Scratch-folder Codex runs can fail before the prompt starts when codex exec is launched outside a Git working tree. The repository check protects normal project work, but an intentional temporary directory may need a one-run override instead of a repository checkout.
The --skip-git-repo-check flag bypasses only the non-interactive repository guard for that command. It does not authenticate the CLI, widen the sandbox, or mark a directory as trusted for project-scoped .codex/config.toml layers.
Use the flag only after the working directory is known and isolated. A safer fix for normal project work is to move into the intended repository, because the same prompt can otherwise read or write files from a scratch path that was not meant to own the task.
$ git rev-parse --show-toplevel fatal: not a git repository (or any of the parent directories): .git
If this command prints a repository path, keep the repository check enabled and run Codex from that project instead.
$ codex exec --ephemeral --sandbox read-only "Return OK." Not inside a trusted directory and --skip-git-repo-check was not specified.

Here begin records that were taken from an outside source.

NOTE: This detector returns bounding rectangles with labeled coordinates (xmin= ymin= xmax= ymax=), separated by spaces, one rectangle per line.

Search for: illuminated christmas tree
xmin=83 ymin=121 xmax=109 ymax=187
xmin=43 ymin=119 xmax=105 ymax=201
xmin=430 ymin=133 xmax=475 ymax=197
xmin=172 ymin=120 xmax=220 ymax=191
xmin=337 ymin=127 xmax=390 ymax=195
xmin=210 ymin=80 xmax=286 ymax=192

The message appears before a model run starts, so it is separate from authentication, sandbox, and prompt errors.
$ codex exec --ephemeral --sandbox read-only --skip-git-repo-check "Return OK." OK
Use the override only for a directory created for the task. It removes the repository boundary that normally catches a command launched from the wrong folder.
$ codex exec --ephemeral --sandbox read-only --skip-git-repo-check "Run pwd and return only the command output." /home/user/tmp/codex-scratch
The printed path should match the scratch directory that was intentionally selected. Use -C when a script launches Codex from another shell location.